Do you ever put the implants in both ears?

We have an FDA study in which we have implanted 10 patients with a device in each ear at the same time. These patients do better in localizing where sound is coming from in a crowded room and they do a little better in a noisy environment compared to a single implant. There have been no problems with implants in both ears and this has only been done in adults.

What is the cost of installing an implant to a young child and to an adult?

The cost for an adult or a child would be the same. The cost of the implant alone is about $25,000 or $26,000. The operating room costs and overnight stay and surgical fee all add up to around $35,000 with the implant. Then some places charge for continued follow up and some add that into the initial fee. This totals somewhere between $35,000 and $40.000, and insurance and Medicare covers it and in most states Medicaid does cover this.

How can you tell if a young child would be appropriate for an implant, say a child one year of age?

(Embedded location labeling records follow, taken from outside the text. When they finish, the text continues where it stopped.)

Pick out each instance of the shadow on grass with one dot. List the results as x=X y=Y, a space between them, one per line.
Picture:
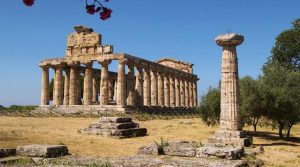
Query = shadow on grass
x=272 y=136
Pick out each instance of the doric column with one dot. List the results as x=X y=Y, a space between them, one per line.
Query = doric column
x=58 y=86
x=104 y=98
x=230 y=113
x=73 y=83
x=95 y=89
x=121 y=92
x=67 y=86
x=172 y=91
x=147 y=94
x=45 y=86
x=166 y=90
x=139 y=86
x=195 y=93
x=187 y=93
x=182 y=93
x=130 y=85
x=160 y=89
x=154 y=99
x=177 y=92
x=88 y=82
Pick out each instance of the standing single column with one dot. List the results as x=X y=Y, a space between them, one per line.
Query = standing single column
x=177 y=92
x=88 y=81
x=154 y=99
x=230 y=114
x=67 y=86
x=45 y=86
x=130 y=85
x=104 y=98
x=182 y=93
x=95 y=90
x=147 y=84
x=58 y=86
x=139 y=86
x=167 y=90
x=73 y=83
x=121 y=92
x=187 y=93
x=172 y=92
x=160 y=89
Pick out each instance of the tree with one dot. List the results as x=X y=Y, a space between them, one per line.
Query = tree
x=210 y=107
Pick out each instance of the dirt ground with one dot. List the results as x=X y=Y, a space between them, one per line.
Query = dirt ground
x=15 y=131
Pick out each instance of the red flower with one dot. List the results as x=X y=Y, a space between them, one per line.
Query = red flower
x=90 y=9
x=28 y=2
x=105 y=14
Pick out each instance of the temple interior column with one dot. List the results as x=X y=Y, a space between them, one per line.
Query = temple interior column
x=177 y=92
x=172 y=91
x=154 y=99
x=147 y=85
x=67 y=86
x=88 y=81
x=160 y=89
x=104 y=98
x=121 y=92
x=58 y=86
x=45 y=86
x=139 y=86
x=166 y=90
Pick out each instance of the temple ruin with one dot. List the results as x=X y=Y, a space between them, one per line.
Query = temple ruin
x=166 y=83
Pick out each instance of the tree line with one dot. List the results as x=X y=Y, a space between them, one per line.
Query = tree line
x=274 y=95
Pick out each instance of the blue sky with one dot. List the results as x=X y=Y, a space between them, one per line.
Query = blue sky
x=184 y=30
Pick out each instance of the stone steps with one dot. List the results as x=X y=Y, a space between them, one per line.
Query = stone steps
x=116 y=127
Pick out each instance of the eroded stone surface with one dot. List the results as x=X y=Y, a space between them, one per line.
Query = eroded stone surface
x=42 y=150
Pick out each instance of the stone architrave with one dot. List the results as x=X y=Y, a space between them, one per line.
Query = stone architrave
x=139 y=86
x=45 y=86
x=147 y=94
x=121 y=92
x=230 y=128
x=104 y=81
x=58 y=86
x=67 y=86
x=87 y=86
x=154 y=99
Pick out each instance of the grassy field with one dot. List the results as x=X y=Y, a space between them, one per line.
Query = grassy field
x=16 y=131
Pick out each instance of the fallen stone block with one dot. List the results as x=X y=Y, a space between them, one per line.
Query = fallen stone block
x=46 y=151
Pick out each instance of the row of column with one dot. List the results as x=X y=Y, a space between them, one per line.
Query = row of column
x=150 y=86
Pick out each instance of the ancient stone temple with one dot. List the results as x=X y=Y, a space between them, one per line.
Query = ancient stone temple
x=166 y=83
x=230 y=128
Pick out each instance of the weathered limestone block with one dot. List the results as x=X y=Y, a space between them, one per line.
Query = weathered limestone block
x=220 y=152
x=6 y=152
x=47 y=151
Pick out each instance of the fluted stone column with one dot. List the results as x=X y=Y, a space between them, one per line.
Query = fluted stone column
x=182 y=93
x=45 y=86
x=67 y=86
x=73 y=84
x=160 y=89
x=230 y=98
x=58 y=86
x=177 y=92
x=95 y=89
x=130 y=85
x=187 y=93
x=154 y=99
x=88 y=83
x=166 y=90
x=104 y=98
x=139 y=86
x=172 y=91
x=147 y=94
x=121 y=92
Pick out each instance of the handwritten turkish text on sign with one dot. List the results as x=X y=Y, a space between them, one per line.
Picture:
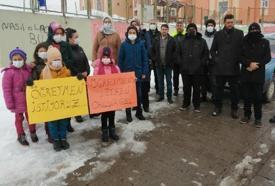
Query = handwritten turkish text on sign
x=112 y=92
x=54 y=99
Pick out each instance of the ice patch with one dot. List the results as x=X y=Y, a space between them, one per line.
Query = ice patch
x=241 y=172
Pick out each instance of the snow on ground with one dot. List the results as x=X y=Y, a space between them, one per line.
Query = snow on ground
x=39 y=164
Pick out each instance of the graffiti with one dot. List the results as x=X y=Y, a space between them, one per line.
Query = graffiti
x=35 y=33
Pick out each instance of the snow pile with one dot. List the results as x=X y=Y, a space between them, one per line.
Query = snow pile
x=273 y=134
x=241 y=172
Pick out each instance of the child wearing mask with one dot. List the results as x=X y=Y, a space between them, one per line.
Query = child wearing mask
x=14 y=89
x=133 y=58
x=106 y=65
x=54 y=69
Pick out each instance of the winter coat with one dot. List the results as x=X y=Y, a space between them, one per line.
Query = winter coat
x=62 y=73
x=80 y=60
x=258 y=51
x=65 y=50
x=194 y=55
x=133 y=58
x=226 y=52
x=102 y=40
x=107 y=68
x=36 y=71
x=170 y=56
x=14 y=87
x=179 y=37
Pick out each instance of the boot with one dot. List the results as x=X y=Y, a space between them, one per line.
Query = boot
x=129 y=115
x=34 y=137
x=70 y=128
x=64 y=144
x=78 y=119
x=22 y=140
x=112 y=134
x=57 y=145
x=105 y=135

In young children that cannot respond to regular testing, there are some new tests that have been developed that can actually determine the level of hearing at each frequency. This is called Steady State Evoked Potential test (SSEP). This was developed in Australia, and we have recently been using this new testing strategy. We feel that we can accurately predict the hearing level at different frequencies in people who have profound hearing loss. This is an objective test that is very good. We don't have to rely upon the responses of the child, and this will help us determine what the thresholds of hearing are at the different frequencies in young children. It will also help us to fit hearing aids in young children.

If a child has a severe hearing loss, when should they get a hearing aid?

Whenever a hearing loss is identified, the child should be fitted with a hearing aid as soon as possible. There are some studies at the University of Colorado that state that if a child has not received amplification by six months of age, they will have poorer language skills compared to children amplified before six months of age. So it is very important to identify hearing loss in young children early and to get hearing aids on them at 1 or 2 months of age. There is a universal infant hearing screening program being proposed throughout the country, and it is very important that we support that to identify hearing loss as soon as possible and get hearing aids on hearing impaired children. If there speech and language do not advance, they would be candidates for cochlear implants at one year of age.

What is the ideal age to implant a young child?

We believe that a one year old identified as being profoundly deaf would be a very good candidate for a cochlear implant.